From google's support site -
To verify Googlebot as the caller:
Run a reverse DNS lookup on the accessing IP address from your logs, using the host command. Verify that the domain name is in either googlebot.com or google.com Run a forward DNS lookup on the domain name retrieved in step 1 using the host command on the retrieved domain name. Verify that it is the same as the original accessing IP address from your logs.
My question is why is the forward DNS lookup necessary? Can an attacker create a DNS record of the form crawl-xx-xx-xx-xx.googlebot.com
?
I am actually seeing this in my logs - from other crawlers as well. Ip's that if I reverse DNS lookup come from the correct domain, but the forward lookup does not return the IP. Wondering how is this possible..
Reverse zones can be served by anybody. If you own the IP space, and get your isp to forward reverse lookups, you can serve a reverse zone that points at anything you want.

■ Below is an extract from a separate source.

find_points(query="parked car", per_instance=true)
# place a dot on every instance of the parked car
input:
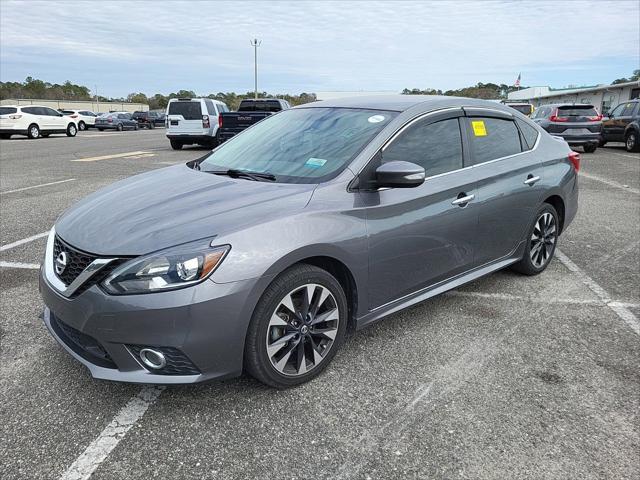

As an attacker I can buy any IP block and serve my zone 4.3.2.1.in-addr.arpa
that says all records are in crawl-xx-xx-xx-xx.googlebot.com
I cannot control google's forward dns for that zone though. So even though I can get a reverse lookup for 1.2.3.4
to return crawl-12-34-56-78.googlebot.com
, I cannot get a forward lookup on crawl-12-34-56-78.googlebot.com
to return 1.2.3.4
.
The inconsistent entries in your logs are almost certainly third-party bots trying (quite well) to impersonate google.